Aus der Grundregel für Dachdeckungen, Abdichtungen und Außenwandbekleidungen:
4 Einwirkungen und Beanspruchungen
4.1 Allgemeines
Von den Umfassungsflächen baulicher Anlagen werden Schutzfunktionen erwartet, die durch Dachdeckungen, Abdichtungen, Außenwandbekleidungen oder andere Maßnahmen erreicht werden sollen. Grundlage aller Maßnahmen ist eine auf das jeweilige Objekt bezogene sach- und fachgerechte Planung mit eindeutigen Vorgaben bzw. Abklärungen zur Ausführungsart und Auswahl der Werkstoffe. Abhängig von den zu erwartenden Einwirkungen ergeben sich unterschiedliche Beanspruchungen. 4.2 Beanspruchungen durch Feuchtigkeit
(2) Niederschlag tritt als Regen, Schnee, Hagel oder Eis auf. Bei extremen Standorten oder besonderen Witterungsverhältnissen können sich diese Niederschläge in Treibregen, Flugschnee, Schnee- oder Eisschanzenbildung auswirken.

5 Anforderungen
5.5 Standsicherheit
(4) Die Berücksichtigung von Schnee- und Eislasten betrifft insbesondere die Unterkonstruktion, die vom Statiker berechnet werden muss. Bei Übersparrrendämmsystemen müssen die Schnee- und Eislasten, unter Berücksichtigung der neigungsabhängigen Schubkräfte, sicher in die Unterkonstruktion abgeleitet werden. Die Notwendigkeit von Schneerutschsicherungen und/oder Schneefangvorrichtungen kann in regionalen Bauvorschriften gefordert werden und ist zu berücksichtigen. Aus der Fachregel für Dachdeckungen mit Dachziegeln und Dachsteinen

4 Dachdetails
4.1 Traufe
(8) In schneereichen Gebieten, in denen mit Schnee- und Eisschanzenbildung an der Traufe über einen längeren Zeitraum zu rechnen ist, ist es sinnvoll, die Zusatzmaßnahme hinter die Rinne auf einen Tropfwinkel zu führen, um die Belüftung der Dachdeckung in der Konterlattenebene sicherzustellen. Hierbei ist jedoch mit abtropfender Feuchtigkeit hinter der Rinne zu rechnen (siehe Abb. 4.1).

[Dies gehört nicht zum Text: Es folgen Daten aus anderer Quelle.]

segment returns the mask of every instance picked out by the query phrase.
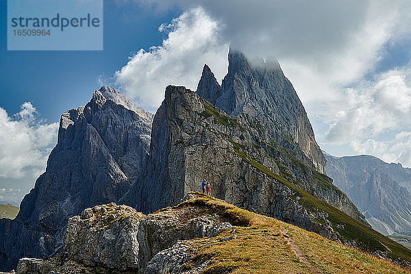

Aus der Fachregel für Metallarbeiten im Dachdeckerhandwerk
11 Schnee- und Eisschutz
11.1 Allgemeines
Gemäß den Festlegungen in den Landesbauordnungen können für Dächer an allgemein zugänglichen Wegen und über Eingängen Vorrichtungen zum Schutz gegen das Abrutschen von Schnee und Eis gefordert werden.
11.2 Ausführung von Schneerückhaltesystemen
(1) Im Traufbereich wirksame Schneefangsysteme sind nicht für jeden Anwendungsfall geeignet. Sie kommen vorrangig in wenig schneereichen Gebieten oder bei sehr kleinen Dachflächen zum Einsatz. Bei großen, steilen oder glatten Dachflächen (Metall, beschichtete Dachziegel, o. ä.) und bei hohem Schneeaufkommen sollten Systeme verwendet werden, die über die ganze Dachfläche wirksam sind.
(2) Schneefangsysteme bestehen aus:
- Schneefanggittern mit dazugehörigen Stützen,
- Schneefangprofilen mit Haltern,
- Rundhölzern mit Haltern
- Rohrschneefang-Systemen mit Klemmlaschen,
- Schneestoppern, flächendeckend.
Stützen und Halter sollten auf jedem Sparren, Laschen auf jedem Falz befestigt werden.
11.3 Dachflächen- und Rinnenheizungen
Um Vereisungen an Dachtraufen, Dachrinnen, Kehlen, Regenfallrohren usw. zu vermeiden und einen sicheren Schmelzwasserabfluss zu gewährleisten, können elektrische Heizsysteme mit Heizleitungen zur Anwendung kommen.